Half-a-mile down, they came on to the country road, and here suddenly the scent vanished. High or low they could not find it. It neither crossed the road, nor went up the road, nor went down the road. They sniffed round in circles, but all to no good—not a scrap of paper was anywhere within twenty yards, except at the spot where they had struck the road.
They had gone, perhaps, half a mile with no sign yet of the scent, and were beginning to make up their minds that, after all, they should have turned up the road instead of down, when a horseman, followed by a groom, turned a corner of the road in front of them and came to meet them.
“Hurrah!” cried Dick, “here’s a chap we can ask.”
The “chap” in question was evidently somewhat perplexed by the apparition of these three bareheaded, bare-legged, dust-stained youngsters, and reined up his horse as they trotted up.
“I say,” cried Dick, ten yards off, “have you seen the Harriers go by, please?—Whew!”

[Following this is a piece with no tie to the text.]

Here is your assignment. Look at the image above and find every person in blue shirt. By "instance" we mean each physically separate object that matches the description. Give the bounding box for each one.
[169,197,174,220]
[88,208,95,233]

This last exclamation was caused by the sudden and alarming discovery that the “chap” thus unceremoniously addressed was no other than one of the two magistrates before whom, not three days ago, Tom White had stood on his trial in the presence of the “Firm.”
“What Harriers, my man?” asked the gentleman.
“Oh, if you please, the Templeton Harriers, sir. It’s a paper-chase, you know.”
“Oh, you’re Templeton boys, are you? Why, I was a Templetonian myself at your age,” said the delighted old boy. “No; no Harriers have gone this way. You must have lost the scent.”
“We lost it half a mile ago. If you’re going that way, we can show you where,” said Dick.